According to market experts, following the Cabinet’s decision to divest 10 per cent in CIL, the share price may remain weak as has been the case with such issues in the past. Also, the prevailing market conditions may keep the stocks under pressure and therefore calls for a proper due diligence before one can invest. On Thursday, a day after the CCEA approval, while the benchmark Sensex at the Bombay Stock Exchange was up by 1.4 per cent, share price of Coal India was down 0.4 per cent. The only benefit that one might look to capitalise on is the discount in the offer price.
The government might offer a discount to retail investors on the offer price (to be decided a few days before the OFS) and some say that retail investors should look to benefit from the issue and if one is entering as a long-term investor then the basis should be the fundamental of the company and the sector.
The frequency of disinvestment
While the sell-off process does not lead to any changes in the capital with CIL or its ownership status, some say that frequent disinvestment in a company impacts the pricing of the firm. While the government has approved the fresh stake sale process in CIL within just 10 months of its earlier divestment move in January 2015, there have been other such examples too. In Hindustan Copper, the government had divested its holding twice in a matter of eight months between November 2012 and July 2013. Similarly, in Steel Authority of India Limited, the government divested its stake twice in a period of 20 months between March 2013 and December 2014.
“Long-term investors in CIL have expressed their concern over frequent disinvestment as it impacts the stock price of the company. Ideally, you should give time to the stock to recover,” a government official said.

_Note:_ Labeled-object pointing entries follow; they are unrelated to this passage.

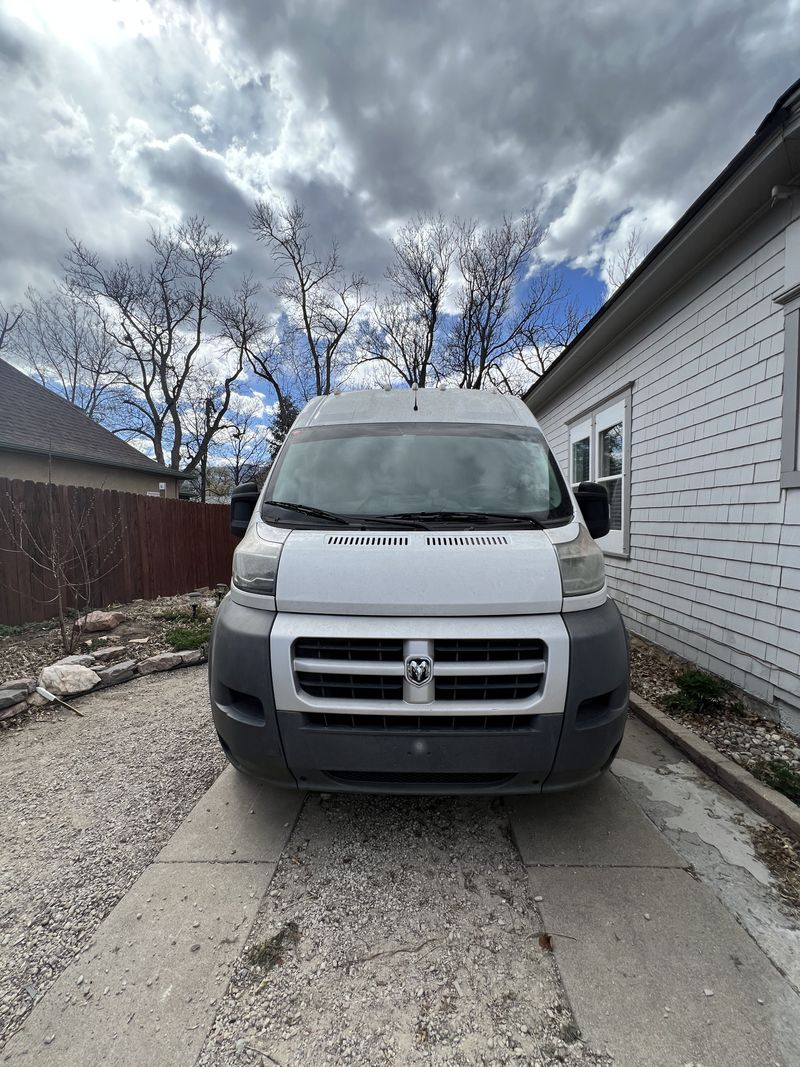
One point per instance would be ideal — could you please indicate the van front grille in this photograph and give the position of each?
(351, 686)
(488, 687)
(416, 778)
(419, 723)
(475, 651)
(348, 648)
(492, 672)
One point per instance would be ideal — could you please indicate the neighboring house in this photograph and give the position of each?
(43, 435)
(681, 395)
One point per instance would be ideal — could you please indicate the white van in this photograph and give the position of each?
(417, 606)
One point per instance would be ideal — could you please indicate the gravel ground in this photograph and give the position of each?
(88, 802)
(738, 733)
(397, 930)
(26, 653)
(741, 735)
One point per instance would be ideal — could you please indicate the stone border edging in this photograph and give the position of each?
(778, 809)
(109, 674)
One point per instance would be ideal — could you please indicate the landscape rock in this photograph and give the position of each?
(112, 652)
(19, 683)
(12, 711)
(12, 693)
(165, 661)
(80, 659)
(117, 672)
(67, 680)
(192, 656)
(96, 622)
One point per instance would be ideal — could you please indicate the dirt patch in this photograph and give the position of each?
(397, 930)
(164, 624)
(781, 855)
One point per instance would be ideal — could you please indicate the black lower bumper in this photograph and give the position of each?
(290, 749)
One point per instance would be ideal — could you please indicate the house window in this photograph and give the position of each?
(598, 451)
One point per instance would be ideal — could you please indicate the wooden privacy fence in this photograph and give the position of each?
(131, 545)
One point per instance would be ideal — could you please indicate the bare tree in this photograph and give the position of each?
(624, 261)
(67, 345)
(504, 298)
(68, 553)
(281, 424)
(242, 451)
(161, 319)
(10, 318)
(245, 330)
(405, 324)
(320, 300)
(560, 321)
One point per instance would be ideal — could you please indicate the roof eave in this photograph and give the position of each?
(634, 293)
(145, 467)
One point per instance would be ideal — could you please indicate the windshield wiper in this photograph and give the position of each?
(306, 509)
(478, 518)
(361, 522)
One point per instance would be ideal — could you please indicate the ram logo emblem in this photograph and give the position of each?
(418, 669)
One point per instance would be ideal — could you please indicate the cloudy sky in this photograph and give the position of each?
(116, 114)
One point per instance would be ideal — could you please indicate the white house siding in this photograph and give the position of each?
(714, 568)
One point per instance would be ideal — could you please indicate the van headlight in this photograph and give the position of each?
(582, 568)
(255, 563)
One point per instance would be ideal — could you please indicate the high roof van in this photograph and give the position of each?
(417, 605)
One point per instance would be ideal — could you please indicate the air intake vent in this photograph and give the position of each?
(370, 540)
(464, 540)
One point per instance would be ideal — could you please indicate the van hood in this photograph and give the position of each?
(430, 573)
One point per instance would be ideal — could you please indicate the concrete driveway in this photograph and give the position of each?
(413, 938)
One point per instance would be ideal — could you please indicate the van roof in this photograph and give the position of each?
(434, 405)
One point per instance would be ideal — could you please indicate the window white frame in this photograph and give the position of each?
(590, 426)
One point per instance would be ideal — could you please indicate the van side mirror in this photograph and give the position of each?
(243, 502)
(593, 503)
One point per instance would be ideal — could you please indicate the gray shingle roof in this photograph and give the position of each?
(35, 419)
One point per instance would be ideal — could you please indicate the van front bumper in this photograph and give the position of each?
(296, 750)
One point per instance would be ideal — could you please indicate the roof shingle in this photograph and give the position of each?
(35, 419)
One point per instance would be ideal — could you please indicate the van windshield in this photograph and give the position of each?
(376, 470)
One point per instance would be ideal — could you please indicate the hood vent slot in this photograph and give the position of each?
(373, 540)
(464, 540)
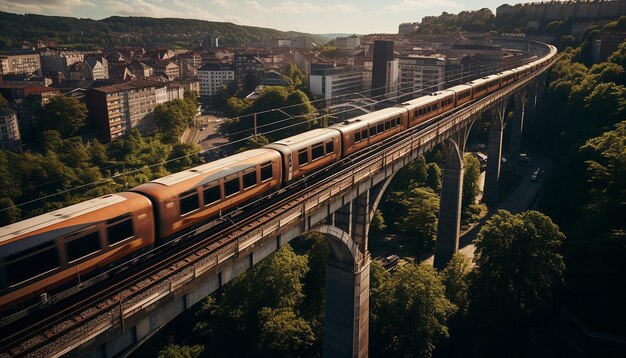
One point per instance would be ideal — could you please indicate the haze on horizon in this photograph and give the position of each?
(312, 16)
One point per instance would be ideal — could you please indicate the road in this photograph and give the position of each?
(521, 199)
(206, 134)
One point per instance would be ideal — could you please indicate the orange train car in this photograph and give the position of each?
(307, 152)
(363, 131)
(43, 252)
(184, 199)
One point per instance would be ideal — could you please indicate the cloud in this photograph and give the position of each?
(412, 5)
(48, 7)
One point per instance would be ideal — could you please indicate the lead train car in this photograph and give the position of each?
(187, 198)
(41, 253)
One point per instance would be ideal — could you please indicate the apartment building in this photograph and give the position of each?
(213, 76)
(249, 72)
(327, 80)
(348, 43)
(96, 68)
(20, 63)
(116, 109)
(421, 75)
(9, 130)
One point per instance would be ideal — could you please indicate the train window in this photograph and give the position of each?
(188, 202)
(330, 147)
(249, 180)
(317, 151)
(266, 171)
(303, 157)
(211, 195)
(120, 229)
(231, 187)
(29, 263)
(82, 246)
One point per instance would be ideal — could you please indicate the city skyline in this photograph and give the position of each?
(319, 17)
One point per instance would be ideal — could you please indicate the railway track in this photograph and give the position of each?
(89, 312)
(166, 264)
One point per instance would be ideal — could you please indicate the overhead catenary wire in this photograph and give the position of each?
(123, 173)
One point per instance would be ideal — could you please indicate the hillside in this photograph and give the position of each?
(117, 30)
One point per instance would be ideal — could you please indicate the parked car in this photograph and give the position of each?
(523, 158)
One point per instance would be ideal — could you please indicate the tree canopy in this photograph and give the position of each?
(409, 312)
(296, 116)
(63, 114)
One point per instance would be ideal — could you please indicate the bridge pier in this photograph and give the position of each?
(494, 153)
(517, 126)
(449, 222)
(346, 317)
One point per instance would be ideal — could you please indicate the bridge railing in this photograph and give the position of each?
(244, 238)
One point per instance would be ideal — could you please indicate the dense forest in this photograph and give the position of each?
(142, 31)
(538, 283)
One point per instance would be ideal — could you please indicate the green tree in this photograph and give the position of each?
(315, 286)
(433, 177)
(606, 168)
(64, 114)
(414, 310)
(518, 268)
(378, 222)
(455, 279)
(274, 285)
(183, 156)
(175, 351)
(74, 153)
(174, 117)
(11, 187)
(255, 142)
(274, 124)
(284, 333)
(97, 152)
(296, 77)
(9, 213)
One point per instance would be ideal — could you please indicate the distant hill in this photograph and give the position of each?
(117, 30)
(334, 36)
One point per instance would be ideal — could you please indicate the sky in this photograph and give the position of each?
(312, 16)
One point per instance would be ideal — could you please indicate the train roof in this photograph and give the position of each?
(428, 98)
(229, 165)
(310, 137)
(54, 217)
(459, 88)
(362, 120)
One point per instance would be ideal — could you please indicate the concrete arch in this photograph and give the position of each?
(342, 246)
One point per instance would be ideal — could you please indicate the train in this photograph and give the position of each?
(42, 253)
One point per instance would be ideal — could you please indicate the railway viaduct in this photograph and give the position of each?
(341, 206)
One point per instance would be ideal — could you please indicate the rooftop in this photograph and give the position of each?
(135, 84)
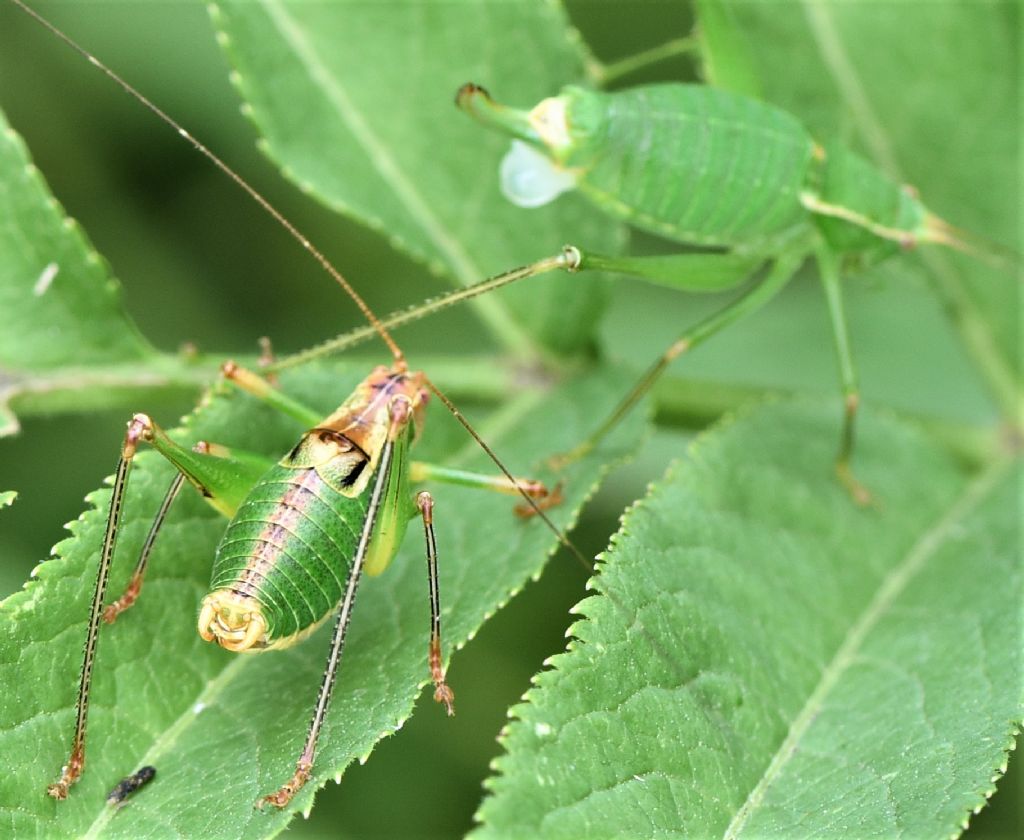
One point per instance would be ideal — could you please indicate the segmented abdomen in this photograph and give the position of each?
(694, 164)
(290, 546)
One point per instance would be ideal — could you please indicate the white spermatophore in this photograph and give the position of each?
(530, 179)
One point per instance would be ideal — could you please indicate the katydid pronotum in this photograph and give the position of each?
(307, 526)
(716, 170)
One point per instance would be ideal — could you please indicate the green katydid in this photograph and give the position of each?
(303, 528)
(716, 170)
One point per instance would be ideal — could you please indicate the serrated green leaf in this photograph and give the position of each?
(765, 660)
(939, 111)
(355, 102)
(222, 729)
(66, 340)
(51, 276)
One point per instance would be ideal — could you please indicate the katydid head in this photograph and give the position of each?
(236, 622)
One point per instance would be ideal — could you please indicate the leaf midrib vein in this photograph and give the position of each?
(464, 267)
(890, 588)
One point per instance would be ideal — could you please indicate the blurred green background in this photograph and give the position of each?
(199, 262)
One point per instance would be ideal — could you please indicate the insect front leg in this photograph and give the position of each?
(442, 694)
(138, 428)
(222, 479)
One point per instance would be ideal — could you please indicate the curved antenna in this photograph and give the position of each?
(568, 259)
(257, 197)
(376, 325)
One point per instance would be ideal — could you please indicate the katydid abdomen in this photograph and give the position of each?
(707, 167)
(287, 551)
(687, 163)
(286, 558)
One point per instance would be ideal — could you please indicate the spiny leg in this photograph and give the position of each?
(220, 486)
(264, 391)
(134, 587)
(828, 267)
(442, 694)
(138, 429)
(545, 498)
(303, 766)
(780, 273)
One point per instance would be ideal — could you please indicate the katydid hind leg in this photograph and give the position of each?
(828, 268)
(781, 270)
(303, 767)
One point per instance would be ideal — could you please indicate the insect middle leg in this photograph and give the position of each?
(828, 267)
(778, 275)
(222, 485)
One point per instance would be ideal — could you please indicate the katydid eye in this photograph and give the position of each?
(530, 179)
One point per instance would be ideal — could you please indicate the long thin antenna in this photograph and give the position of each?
(272, 211)
(375, 323)
(568, 260)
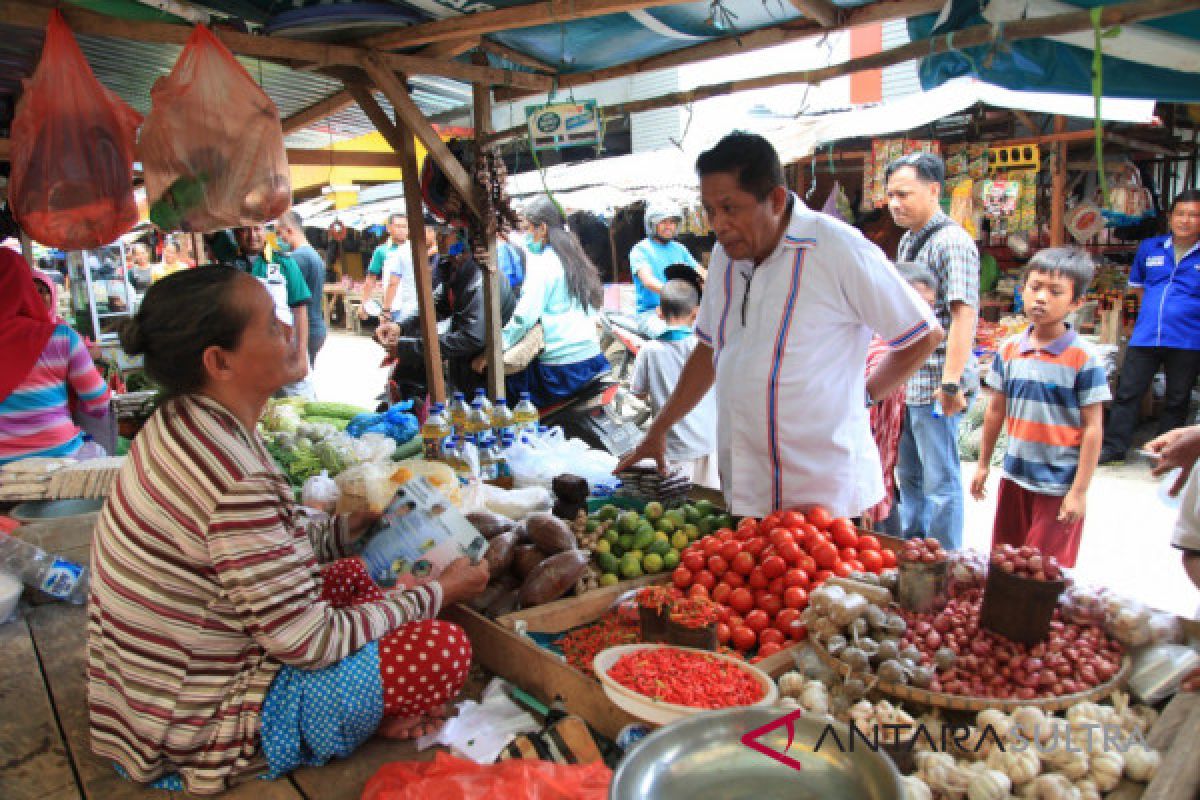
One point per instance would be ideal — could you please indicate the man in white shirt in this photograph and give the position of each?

Several experts have also raised concerns over the method of disinvestment adopted by the government. Even as the Centre looks to provide both institutional and retail investors with an opportunity to buy the stocks through OFS, experts say that the government should rather divest through a closed auction process.
“I am fundamentally against this method of sale. They can do a closed auction for interested institutional investors and sell the desired stake. When you opt for the OFS route, your offer price is competing against your own market price and you are always hoping that the market remains strong so that the market price of the stock is trading above the offer price. If for some reason the market falls just ahead of the issue date then either you will have to call-off the issue or it may not get subscribed and fail,” said Prithvi Haldea, founder and chairman of Prime Database.
If they do a closed auction then the market price of the stock is irrelevant and the government can be more assured of the success of the issue.
How retail investors should proceed
Experts say that retail investors should be very careful while planning to participate in a stock when the government is divesting its stake. In a bull market, a disinvestment may throw up the opportunity to subscribe to a good stock at a discount of around 5 per cent (generally offered to retail investors by the government) and therefore there are gains to be had after the issue.
“There would be a 5 per cent discount in pricing for retail investors and that is what they should look to pocket,” said SP Tulsian, an independent investment advisor.
However, if market conditions are weak then the issue may not get subscribed and the investor may suffer loss on the investment. While global stock markets are trading weak, the concerns surrounding a hike in interest rates by the US Federal Reserve in December may also pose threat to the markets and thus impact the success of the forthcoming disinvestments.
Market participants say that investors should look at disinvestments as trading in the secondary market because the company is already listed and the share price is driven by the existing fundamentals. Only if the fundamentals of the company are strong and the stock is available at a good price, investors should invest for long-term.
Investors should, however, be extra cautious while picking up shares in a company at a discount as it is always better to avoid firms operating in sectors that need major reforms or are facing environmental issues. It is wiser to wait till the time the issues are resolved.